Stats on a huge file
jsonlkit stats huge.jsonl
records: 1,200,000
valid: 1,199,987
invalid: 13
bytes: 4.2 GB
unique keys: 12
max depth: 4
top keys (coverage · types):
id 100.0% number×1199987
messages 100.0% array×1199987
metadata 87.4% object×1048217
Streams the file — ~50 MB of RAM regardless of file size. Add --json for machine-readable output, --progress for live records/sec on stderr. Web version: /stats.
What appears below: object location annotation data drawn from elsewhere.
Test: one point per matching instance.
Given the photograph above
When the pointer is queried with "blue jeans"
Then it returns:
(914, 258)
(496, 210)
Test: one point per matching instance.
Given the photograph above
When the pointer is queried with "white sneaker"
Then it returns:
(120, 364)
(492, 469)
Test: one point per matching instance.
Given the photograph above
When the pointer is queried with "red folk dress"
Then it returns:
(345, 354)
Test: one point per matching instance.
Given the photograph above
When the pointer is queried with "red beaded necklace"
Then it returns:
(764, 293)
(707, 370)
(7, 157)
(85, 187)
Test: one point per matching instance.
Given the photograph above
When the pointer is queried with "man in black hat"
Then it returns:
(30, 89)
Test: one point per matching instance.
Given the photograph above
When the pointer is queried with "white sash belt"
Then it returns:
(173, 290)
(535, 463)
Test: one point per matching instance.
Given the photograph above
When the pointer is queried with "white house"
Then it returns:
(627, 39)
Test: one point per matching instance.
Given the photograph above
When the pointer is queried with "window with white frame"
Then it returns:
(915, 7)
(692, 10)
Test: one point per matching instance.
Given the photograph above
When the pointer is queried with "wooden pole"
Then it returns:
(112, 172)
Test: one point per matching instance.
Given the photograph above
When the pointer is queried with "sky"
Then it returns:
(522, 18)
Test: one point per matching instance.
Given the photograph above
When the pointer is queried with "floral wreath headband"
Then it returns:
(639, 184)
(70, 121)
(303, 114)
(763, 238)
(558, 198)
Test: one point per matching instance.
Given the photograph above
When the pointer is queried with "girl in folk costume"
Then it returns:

JSONL → CSV for spreadsheet review
jsonlkit to csv data.jsonl > review.csv
Flattens nested keys with dots (user.name etc.). Discovers the header from the first record. Web version: /jsonl-to-csv.
The headline pipeline
cat raw.csv \
| jsonlkit from csv \
| jsonlkit dedupe --key prompt \
| jsonlkit validate --openai --quiet \
> clean.jsonl
CSV in → validated, deduped fine-tune JSONL out. Streams end-to-end.
All commands
| Command | What it does | Web equivalent |
|---|---|---|
validate | Schema-check JSONL line by line. 7 fine-tune formats + JSON Schema | openai-fine-tune-validator et al. |
fix | Auto-repair common breakages | fix-jsonl |
format / minify | Pretty-print or minify each record | formatter / jsonl-minifier |
count | Fast record count | — |
stats | Records, bytes, key coverage, types, depth | stats |
head / tail / sample | Slice. tail seeks from end | viewer / jsonl-sampler |
dedupe | By full record or by --key | deduplicator |
from csv\|json\|txt | → JSONL on stdout | csv / json / txt |
to csv\|json | ← JSONL on stdout | to csv / to json |
Run jsonlkit <command> --help for full flag listings.
Streaming & memory
Everything streams line-by-line and writes with backpressure awareness. A 10 GB file uses ~50 MB of RAM.
| Command | Streams? | Note |
|---|---|---|
validate, count, stats, format, fix, head, sample, from csv, from txt, to csv, to json | ✅ | O(1) records buffered |
dedupe --keep first | ✅ | 40-byte sha1 per unique record |
tail | ✅ | Seeks from end — constant time on real files |
dedupe --keep last | ⚠️ | Buffers every unique record |
from json | ❌ | JSON arrays need the whole file — use jq -c '.[]' input.json for huge arrays |
from txt --split whole|regex | ❌ | Needs the whole input |
Add --progress to validate / count / stats / dedupe for live records/sec on stderr.
Tested under load
The repo ships JSONLKIT_HUGE=1 node --test test/huge.test.js which generates 200 MB fixtures and runs each streaming command under a 192 MB Node heap. M-series Mac numbers:
validate 988 ms
stats 537 ms
dedupe 3.5 s
from csv 5.9 s
tail -n 5 46 ms (seek from end)
head -n 5 131 ms (early exit)
FAQ
Browser tool or CLI — which should I use?
Browser for one-off work up to ~1 GB and when you want a visual table. CLI when you need to wire JSONL into a pipeline, when files are bigger than RAM, or when you want exit codes for CI. The validation logic is identical — same checks, same error names.
Is my data ever sent anywhere?
No. The CLI has no network code. Same privacy promise as the website. MIT licensed, source is on GitHub.
Does it work on Windows?
Yes — Node 18+, plain JS, no native deps. PowerShell and Git Bash both work.
How big a file can it actually handle?
For the streaming commands, the limit is disk read speed, not memory. We've tested up to 200 MB in CI and it works on multi-GB files in practice. The non-streaming commands (from json, from txt --split whole, dedupe --keep last) need the whole input in memory.
What about JSONL queries (jq, SQL)?
Planned for v0.2 — jsonlkit jq '<expr>', jsonlkit sql '<query>' via DuckDB-WASM, plus filter / sort / flatten / schema infer. The web has jq and SQL today.
Source & license
github.com/tinytoolkit-org/jsonlkit-cli — MIT. Bug reports and PRs welcome.